I love cats. When I was a boy in the 1950s, we cared for half a dozen barn cats on our family farm and I squirted milk into their open mouths straight from the cow. The SPCA of Hancock County’s care of rescued cats from Georgia (Feb. 25) is admirable. But consider this: 

In 1947, when the invention of kitty litter made keeping cats indoors feasible odor-wise (their urine is noxious), there were an estimated four million housecats in this country. In 1985, the year cats passed dogs as America’s favorite pet, there were 48 million. Today, there are an estimated 95 million keep cats and, researchers believe, the same number of feral cats (they are as easy to throw away as last year’s fashion accessories). That is a total of 190 million of this invasive midsized North African predator on the landscape at any one time – more than all the cattle, hogs, sheep, goats and horses COMBINED. 

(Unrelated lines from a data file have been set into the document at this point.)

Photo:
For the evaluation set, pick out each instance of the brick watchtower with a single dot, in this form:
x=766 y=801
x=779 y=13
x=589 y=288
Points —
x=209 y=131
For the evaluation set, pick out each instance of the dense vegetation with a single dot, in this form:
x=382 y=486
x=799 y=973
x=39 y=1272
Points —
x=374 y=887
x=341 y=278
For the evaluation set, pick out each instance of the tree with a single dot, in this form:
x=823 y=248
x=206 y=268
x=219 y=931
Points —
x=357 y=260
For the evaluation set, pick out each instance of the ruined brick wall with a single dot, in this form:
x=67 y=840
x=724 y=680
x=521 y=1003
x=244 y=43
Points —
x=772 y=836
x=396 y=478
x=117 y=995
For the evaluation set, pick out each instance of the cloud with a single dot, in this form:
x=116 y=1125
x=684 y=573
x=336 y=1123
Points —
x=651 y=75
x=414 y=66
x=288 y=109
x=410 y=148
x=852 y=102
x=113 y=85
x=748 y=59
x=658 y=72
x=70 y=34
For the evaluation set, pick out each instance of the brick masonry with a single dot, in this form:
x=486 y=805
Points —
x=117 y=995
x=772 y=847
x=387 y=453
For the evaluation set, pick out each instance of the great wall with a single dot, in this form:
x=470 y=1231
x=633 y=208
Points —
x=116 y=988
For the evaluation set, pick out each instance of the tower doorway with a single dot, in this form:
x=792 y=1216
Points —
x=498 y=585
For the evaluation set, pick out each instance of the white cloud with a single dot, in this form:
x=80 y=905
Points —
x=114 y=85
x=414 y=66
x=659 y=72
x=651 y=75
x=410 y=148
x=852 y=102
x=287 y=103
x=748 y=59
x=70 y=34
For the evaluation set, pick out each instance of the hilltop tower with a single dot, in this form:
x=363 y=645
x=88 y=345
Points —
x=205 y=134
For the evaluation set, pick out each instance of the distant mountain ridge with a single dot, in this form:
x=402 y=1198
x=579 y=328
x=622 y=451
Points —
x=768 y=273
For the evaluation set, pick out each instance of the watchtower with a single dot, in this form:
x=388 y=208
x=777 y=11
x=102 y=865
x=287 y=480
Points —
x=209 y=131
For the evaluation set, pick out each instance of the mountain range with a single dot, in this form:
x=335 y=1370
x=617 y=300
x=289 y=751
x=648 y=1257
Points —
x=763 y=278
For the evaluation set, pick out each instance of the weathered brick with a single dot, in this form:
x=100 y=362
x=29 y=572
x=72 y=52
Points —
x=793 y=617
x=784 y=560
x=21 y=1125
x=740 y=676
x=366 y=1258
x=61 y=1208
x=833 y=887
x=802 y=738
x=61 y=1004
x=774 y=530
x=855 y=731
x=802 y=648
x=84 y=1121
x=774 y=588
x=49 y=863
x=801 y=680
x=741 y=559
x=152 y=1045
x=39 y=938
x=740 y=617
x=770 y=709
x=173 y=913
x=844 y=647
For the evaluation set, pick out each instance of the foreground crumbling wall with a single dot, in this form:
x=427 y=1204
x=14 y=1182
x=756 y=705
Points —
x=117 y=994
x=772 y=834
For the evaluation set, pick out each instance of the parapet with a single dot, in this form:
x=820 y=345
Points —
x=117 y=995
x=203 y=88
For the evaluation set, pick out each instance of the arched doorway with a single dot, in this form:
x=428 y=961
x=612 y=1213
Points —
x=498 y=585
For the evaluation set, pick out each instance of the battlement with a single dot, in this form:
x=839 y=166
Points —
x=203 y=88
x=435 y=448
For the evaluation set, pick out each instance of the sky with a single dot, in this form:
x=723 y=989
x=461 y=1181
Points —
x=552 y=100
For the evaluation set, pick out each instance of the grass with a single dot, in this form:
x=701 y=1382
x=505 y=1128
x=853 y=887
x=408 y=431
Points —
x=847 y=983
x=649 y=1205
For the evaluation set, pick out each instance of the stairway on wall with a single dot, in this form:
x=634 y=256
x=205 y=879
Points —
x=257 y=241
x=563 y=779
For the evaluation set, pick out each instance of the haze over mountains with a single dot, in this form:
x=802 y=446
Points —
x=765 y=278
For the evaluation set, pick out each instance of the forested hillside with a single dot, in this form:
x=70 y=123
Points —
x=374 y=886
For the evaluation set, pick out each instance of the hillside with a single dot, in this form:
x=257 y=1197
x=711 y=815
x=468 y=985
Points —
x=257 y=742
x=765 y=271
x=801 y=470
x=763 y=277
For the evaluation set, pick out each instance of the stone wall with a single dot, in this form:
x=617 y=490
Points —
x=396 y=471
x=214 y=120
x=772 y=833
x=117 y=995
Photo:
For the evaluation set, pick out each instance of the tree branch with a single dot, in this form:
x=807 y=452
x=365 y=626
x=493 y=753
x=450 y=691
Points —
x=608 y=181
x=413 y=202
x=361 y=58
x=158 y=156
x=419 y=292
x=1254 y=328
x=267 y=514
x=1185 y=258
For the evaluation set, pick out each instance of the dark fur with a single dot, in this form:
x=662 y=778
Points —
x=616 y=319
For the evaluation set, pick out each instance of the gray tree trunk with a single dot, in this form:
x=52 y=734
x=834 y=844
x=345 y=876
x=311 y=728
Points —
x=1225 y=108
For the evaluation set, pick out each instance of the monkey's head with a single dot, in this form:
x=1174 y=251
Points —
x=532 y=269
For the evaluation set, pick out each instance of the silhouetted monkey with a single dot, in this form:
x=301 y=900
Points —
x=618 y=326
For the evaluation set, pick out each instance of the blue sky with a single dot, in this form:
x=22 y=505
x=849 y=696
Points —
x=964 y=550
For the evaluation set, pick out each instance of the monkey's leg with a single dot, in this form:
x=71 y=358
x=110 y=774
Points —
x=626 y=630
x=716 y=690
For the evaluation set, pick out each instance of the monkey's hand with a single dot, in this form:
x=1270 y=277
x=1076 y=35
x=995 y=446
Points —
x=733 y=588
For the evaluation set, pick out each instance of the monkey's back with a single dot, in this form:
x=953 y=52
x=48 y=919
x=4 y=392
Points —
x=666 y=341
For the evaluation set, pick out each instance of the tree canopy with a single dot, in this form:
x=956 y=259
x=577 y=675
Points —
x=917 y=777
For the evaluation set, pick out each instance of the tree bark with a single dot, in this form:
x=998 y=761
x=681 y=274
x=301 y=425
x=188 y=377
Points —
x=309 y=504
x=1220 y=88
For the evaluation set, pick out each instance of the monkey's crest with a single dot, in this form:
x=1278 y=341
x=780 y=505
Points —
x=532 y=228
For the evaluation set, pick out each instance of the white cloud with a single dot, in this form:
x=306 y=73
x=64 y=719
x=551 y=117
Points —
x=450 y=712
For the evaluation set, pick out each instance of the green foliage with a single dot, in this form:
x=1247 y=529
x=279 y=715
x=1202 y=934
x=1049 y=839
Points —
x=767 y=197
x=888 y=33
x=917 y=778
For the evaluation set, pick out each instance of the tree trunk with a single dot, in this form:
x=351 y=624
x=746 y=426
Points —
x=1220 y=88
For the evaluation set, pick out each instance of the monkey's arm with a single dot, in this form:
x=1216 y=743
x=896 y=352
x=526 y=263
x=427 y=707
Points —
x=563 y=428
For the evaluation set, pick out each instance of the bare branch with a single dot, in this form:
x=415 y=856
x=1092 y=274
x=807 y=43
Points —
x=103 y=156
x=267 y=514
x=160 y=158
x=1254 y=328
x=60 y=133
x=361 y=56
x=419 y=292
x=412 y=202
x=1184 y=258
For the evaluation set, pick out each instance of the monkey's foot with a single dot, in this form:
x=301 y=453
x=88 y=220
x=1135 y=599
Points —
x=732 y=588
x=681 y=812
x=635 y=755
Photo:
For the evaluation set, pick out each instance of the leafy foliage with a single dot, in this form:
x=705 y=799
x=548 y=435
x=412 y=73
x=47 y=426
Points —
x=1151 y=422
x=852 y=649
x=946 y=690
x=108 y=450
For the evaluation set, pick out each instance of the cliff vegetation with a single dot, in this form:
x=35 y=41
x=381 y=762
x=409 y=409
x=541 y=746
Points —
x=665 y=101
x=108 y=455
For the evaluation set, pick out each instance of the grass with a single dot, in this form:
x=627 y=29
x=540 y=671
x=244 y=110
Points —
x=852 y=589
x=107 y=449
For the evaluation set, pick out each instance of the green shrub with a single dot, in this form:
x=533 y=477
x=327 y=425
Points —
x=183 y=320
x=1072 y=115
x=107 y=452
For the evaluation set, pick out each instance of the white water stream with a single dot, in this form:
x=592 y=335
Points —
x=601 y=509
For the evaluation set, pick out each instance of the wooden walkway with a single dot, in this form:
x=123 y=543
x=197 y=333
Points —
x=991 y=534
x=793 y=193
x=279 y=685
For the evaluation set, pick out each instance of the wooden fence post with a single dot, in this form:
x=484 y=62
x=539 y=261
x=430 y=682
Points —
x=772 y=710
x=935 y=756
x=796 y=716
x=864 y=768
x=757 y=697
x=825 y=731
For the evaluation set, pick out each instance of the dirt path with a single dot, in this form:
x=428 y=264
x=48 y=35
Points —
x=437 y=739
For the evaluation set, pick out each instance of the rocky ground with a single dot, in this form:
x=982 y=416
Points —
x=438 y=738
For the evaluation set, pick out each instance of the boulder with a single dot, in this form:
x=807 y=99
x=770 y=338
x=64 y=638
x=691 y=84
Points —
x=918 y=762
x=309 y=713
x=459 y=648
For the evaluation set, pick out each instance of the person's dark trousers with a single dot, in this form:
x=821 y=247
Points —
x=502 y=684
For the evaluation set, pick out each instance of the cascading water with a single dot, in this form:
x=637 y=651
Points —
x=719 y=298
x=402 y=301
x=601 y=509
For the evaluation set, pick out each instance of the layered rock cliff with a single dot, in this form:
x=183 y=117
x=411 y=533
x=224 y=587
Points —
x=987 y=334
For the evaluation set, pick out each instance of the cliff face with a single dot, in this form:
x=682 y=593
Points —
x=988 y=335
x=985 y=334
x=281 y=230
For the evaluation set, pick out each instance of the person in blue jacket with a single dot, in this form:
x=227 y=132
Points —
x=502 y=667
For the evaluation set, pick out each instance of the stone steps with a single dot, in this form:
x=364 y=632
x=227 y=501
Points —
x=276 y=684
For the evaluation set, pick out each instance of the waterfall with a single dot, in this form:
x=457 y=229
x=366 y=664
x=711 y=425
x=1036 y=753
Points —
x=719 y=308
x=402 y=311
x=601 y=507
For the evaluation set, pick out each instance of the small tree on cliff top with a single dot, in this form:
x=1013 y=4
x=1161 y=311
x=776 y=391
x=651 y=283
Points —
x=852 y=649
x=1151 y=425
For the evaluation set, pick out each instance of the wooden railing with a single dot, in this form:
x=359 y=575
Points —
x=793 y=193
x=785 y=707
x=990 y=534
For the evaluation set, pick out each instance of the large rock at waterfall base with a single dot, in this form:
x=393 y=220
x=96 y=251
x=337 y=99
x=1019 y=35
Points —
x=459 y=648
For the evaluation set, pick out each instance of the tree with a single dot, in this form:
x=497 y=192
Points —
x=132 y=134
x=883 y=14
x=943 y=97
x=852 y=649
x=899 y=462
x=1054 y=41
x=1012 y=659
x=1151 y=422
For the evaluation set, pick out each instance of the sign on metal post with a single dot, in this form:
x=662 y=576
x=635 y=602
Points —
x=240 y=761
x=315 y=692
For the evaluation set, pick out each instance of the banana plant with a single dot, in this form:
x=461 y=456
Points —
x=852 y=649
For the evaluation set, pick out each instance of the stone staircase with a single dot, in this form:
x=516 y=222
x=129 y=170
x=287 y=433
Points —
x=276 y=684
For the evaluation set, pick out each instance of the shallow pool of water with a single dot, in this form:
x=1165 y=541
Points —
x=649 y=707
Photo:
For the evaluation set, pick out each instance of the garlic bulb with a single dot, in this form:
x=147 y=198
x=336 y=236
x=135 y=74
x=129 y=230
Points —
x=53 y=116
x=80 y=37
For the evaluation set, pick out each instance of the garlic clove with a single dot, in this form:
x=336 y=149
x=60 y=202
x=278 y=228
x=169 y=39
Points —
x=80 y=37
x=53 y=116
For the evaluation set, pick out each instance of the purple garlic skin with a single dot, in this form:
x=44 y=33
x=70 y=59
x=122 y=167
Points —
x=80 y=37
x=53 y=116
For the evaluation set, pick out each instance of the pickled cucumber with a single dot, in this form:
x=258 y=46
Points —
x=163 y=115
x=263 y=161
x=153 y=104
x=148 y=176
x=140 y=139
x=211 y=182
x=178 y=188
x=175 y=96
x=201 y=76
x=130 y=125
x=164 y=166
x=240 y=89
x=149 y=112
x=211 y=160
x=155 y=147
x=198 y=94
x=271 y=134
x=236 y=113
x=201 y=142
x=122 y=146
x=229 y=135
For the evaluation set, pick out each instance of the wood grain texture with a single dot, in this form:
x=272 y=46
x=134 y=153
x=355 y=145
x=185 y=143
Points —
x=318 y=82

Cats allowed to roam outdoors prey on all sorts of small animals and birds, which drive bird lovers to distraction. Cats hunt with their ears. They have some 20 muscles in their external ears, which can swivel independently of one another. As I reported in my book, Nature Wars, Herbert L. Stoddard published in 1931 a landmark treatise on bobwhite quail in the Red Hills of George and Florida. Because bobwhites lay eggs in ground nests, predators, including opossums, armadillos and raccoons, feast on those eggs. But not cats. Instead, cats wait until they hear baby chicks pecking out of their shells and then arrived to devour them at first chirp. 

We can only hope that Hancock’s new Georgia cats are keep happy, healthy and indoors.